Miguel Ángel Vega es reportero de Rio Doce. El martes por la tarde apareció en la funeraria encogido de hombros, la vista al suelo. Alto y flaco, Miguel Ángel parecía un día nublado. El asesinato de Javier Valdez le ha agarrado a contrapié, igual que a sus compañeros. “La vieja escuela no tocaba a los periodistas. Ahora sí. No ven consecuencias”, dice.
Para él y los demás en Rio Doce no hay duda de que la muerte de Javier es obra del narco. La fiscalía del estado asume que lo mataron por su “labor periodística”. En entrevista con EL PAÍS este miércoles, el fiscal, Juan José Ríos, no quiso especificar a quién había podido molestar con su trabajo. Solo dijo lo que ya se sabe. Que lo sacaron de su carro en el centro de Culiacán, que le dieron de tiros, que se llevaron el auto y luego lo abandonaron. Que no sabe si fueron uno o más tiradores, que…
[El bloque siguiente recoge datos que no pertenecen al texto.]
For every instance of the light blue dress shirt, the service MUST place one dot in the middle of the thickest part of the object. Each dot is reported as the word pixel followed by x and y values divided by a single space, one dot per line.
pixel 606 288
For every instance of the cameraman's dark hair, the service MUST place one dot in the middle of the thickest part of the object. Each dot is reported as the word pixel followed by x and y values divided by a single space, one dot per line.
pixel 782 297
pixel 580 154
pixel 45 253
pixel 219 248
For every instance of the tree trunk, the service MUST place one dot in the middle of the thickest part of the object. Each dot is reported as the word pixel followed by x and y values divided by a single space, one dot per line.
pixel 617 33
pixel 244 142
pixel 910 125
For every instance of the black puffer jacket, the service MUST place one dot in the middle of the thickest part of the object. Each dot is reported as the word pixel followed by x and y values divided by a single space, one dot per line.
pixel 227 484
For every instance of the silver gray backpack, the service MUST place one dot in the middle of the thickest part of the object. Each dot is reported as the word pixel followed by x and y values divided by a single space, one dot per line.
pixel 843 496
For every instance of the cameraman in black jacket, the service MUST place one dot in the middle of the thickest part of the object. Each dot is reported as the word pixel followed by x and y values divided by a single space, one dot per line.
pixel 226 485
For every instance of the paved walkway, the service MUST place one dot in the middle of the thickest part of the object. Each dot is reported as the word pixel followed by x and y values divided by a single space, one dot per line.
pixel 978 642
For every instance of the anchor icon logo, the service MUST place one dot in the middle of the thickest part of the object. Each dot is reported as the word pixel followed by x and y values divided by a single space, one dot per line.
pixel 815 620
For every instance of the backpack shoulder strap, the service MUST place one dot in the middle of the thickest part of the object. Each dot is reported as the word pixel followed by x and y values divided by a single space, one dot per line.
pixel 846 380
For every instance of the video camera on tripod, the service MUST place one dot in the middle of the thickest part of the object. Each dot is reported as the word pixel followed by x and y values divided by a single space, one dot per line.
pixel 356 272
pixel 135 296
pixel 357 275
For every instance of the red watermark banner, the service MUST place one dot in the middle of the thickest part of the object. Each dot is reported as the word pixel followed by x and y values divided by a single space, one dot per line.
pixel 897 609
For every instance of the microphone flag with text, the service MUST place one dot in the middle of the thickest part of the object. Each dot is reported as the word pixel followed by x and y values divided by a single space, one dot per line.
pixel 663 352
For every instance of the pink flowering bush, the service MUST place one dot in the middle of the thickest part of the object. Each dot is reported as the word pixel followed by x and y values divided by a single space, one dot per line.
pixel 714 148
Cualquiera que llegue a Sinaloa y quiera saber cómo funciona el cartel, acaba hablando con Miguel Ángel. Lo cuenta Javier Valdez en su último libro, Narcoperiodismo. En el epílogo, el protagonista es él. El reportero asesinado narra la historia de una colega extranjera que les pidió ayuda. Fue allá por 2008. Miguel Ángel apoyó como pudo a la reportera. El autor cuenta que entonces la cosa estaba muy complicada. Valdez entrevistó a Vega para su libro. Y le dijo esto: “Ahorita -en 2016- tal vez podemos conseguir unos pistoleros, si los quieres entrevistar, pero en aquel tiempo no. Era muy riesgoso”.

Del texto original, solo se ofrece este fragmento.